If a cancer spreads to the blood vessels it may cause hemorrhage or bleeding. An interventional radiology technique called transcatheter embolization can be used to clot the affected blood vessels and stop the bleeding.
Treating Organ Obstruction and Infection
|Cancers can obstruct the normal flow of urine or bile, causing these fluids to build up in the body. If left untreated, these conditions are not only painful but may also result in organ failure or infection. Under X-ray guidance, catheters can be inserted to drain the collection of fluids. Often, a small device called a stent is inserted into the organ to bypass the obstruction and allow fluids to drain internally.Treating Blood Clots One common side effect of cancer or cancer treatments is the development of blood clots, or emboli, that can be life-threatening if they travel to the brain, lungs or heart. There are two interventional radiology procedures that can reduce the risks posed by blood clots:|
- Intra-arterial thrombolysis. In this technique, the interventional radiologist guides a catheter through the blood vessels and to the site of a blood clot. Clot-busting drugs are infused through the catheter to break up the clot.

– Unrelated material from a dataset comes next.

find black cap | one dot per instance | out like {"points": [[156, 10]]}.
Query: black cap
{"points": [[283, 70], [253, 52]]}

- Filter placement. This technique is most often used when a blood clot is detected in the blood vessels of the leg (a condition called deep vein thrombosis). The interventional radiologist guides a small filter into the blood vessel that receives blood from the lower body (the vena cava) and carries it to the heart. If the blood clot dislodges from the vein in the leg, the filter will trap it before it can reach the heart.